Importance of monotonic relationship to Spearman Rank correlation:
Spearman’s correlation does not require a monotonic relationship. That is, you can use Spearman’s correlation to see if there is a monotonic component to a non-monotonic relationship. One will usually choose Spearman’s correlation method as it is the best fit for the observed data pattern. When the scatterplot reveals the monotonic relationship between two variables, Spearman’s correlation is used to determine the correlation of this monotonic relationship.
On the other hand, if the scatter plot reveals a linear relationship between two variables, Pearson’s correlation is used to determine the correlation of this linear relationship. As it is not possible to keep checking if monotonic relationships are being determined, it is better to run Spearman’s correlation method.
Rank Correlation Formula:
The formula for the Spearman rank correlation coefficient is:
ρ = 1-6∑di²n(n²-1)
ρ = Spearman’s rank correlation coefficient
di = difference between the two ranks of each observation
n = number of observations
Let’s understand the Rank Correlation Formula with an example.
Example: The marks for nine students in Biology and Statistics are as follows:
Biology: 36, 24, 48, 18, 11, 44, 10, 7, 29
Statistics: 31, 32, 46, 24, 9, 50, 13, 5, 33
Calculate the student’s ranks in Biology and Statistics using the Spearman rank correlation.
Solution:
Step 1: Determine the rankings for each subject. To determine the rankings, use the Excel rank function. If you just want to rank by hand, arrange the scores from highest to lowest; designate the rank 1 to the top total, 2 to the next greatest, and so on:
Biology | Rank | Statistics | Rank |
36 | 3 | 31 | 5 |
24 | 5 | 32 | 4 |
48 | 1 | 46 | 2 |
18 | 6 | 24 | 6 |
11 | 7 | 9 | 8 |
44 | 2 | 50 | 1 |
10 | 8 | 15 | 7 |
7 | 9 | 5 | 9 |
29 | 4 | 33 | 3 |
Step 2: To your data, add a third column, d The d computes the change in rank. For example, if the first student has a Biology rank of 3 and a Statistics rank of 5, the difference is 2 points. Square your d values in a fourth column.
Biology | Rank | Statistics | Rank | d Value | d squared |
36 | 3 | 31 | 5 | 2 | 4 |
24 | 5 | 32 | 4 | 1 | 1 |
48 | 1 | 46 | 2 | 1 | 1 |
18 | 6 | 24 | 6 | 0 | 0 |
11 | 7 | 9 | 8 | 1 | 1 |
44 | 2 | 50 | 1 | 1 | 1 |
10 | 8 | 15 | 7 | 1 | 1 |
7 | 9 | 5 | 9 | 0 | 0 |
29 | 4 | 33 | 3 | 1 | 1 |
Step 3: Sum up all the ⅆ squared values.
= 4 + 1 + 1 + 0 + 1 + 1 + 1 + 0 + 1 = 10.

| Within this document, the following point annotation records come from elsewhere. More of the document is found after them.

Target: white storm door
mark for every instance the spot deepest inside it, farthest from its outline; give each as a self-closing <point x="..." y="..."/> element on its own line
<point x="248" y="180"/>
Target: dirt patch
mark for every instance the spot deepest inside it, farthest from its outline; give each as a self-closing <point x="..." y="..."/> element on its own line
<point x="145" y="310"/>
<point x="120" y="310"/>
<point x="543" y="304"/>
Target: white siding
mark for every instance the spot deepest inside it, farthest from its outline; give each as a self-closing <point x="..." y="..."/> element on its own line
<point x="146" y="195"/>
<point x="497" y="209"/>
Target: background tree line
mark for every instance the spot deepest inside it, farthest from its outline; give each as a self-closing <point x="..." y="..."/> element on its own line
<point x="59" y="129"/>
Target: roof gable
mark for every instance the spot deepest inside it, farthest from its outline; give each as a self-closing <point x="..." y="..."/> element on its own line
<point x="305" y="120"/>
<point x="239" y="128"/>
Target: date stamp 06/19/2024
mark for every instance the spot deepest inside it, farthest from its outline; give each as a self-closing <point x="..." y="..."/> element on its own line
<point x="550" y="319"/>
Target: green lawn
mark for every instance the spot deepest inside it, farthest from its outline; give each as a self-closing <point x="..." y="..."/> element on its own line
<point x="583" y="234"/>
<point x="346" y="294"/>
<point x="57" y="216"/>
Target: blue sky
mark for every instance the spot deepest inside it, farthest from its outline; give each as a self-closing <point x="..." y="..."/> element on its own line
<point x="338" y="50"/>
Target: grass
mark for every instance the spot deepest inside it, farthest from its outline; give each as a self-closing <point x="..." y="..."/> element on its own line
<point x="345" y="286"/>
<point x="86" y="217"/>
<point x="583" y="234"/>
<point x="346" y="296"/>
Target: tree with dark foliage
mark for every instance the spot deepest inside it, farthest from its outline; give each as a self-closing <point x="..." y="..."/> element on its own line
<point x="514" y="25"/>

This is required for the formula ∑d². It is the sum of d squared values.
Step 4: Insert the values into the Spearman rank correlation coefficient formula.
Spearman rank correlation coefficient Formula:
ρ = 1-6∑di²n(n²-1)
ρ = 1-(6*10)9(81-1)
ρ = 1-6∑di²n(n²-1)
ρ = 60720
ρ = 0.9
Thus, The Spearman’s rank correlation coefficient for this series of data is 0.9.
Conclusion:
The Spearman rank-order correlation coefficient is a non – parametric indicator to measure the strength of association among two parameters measured on a statistical data type where variables are in order of a rank. It is represented by the Greek letter ρ and pronounced as rho.
The Spearman correlation coefficient can range between +1 and -1.
- If the Spearman correlation coefficient is +1 – It means perfect positive rank association,
- If the Spearman correlation coefficient is 0 – It means no rank association,
- If the Spearman correlation coefficient is -1 – It means perfect negative rank association.
The stronger the association between the ranks, the closer is the Spearman correlation coefficient to zero.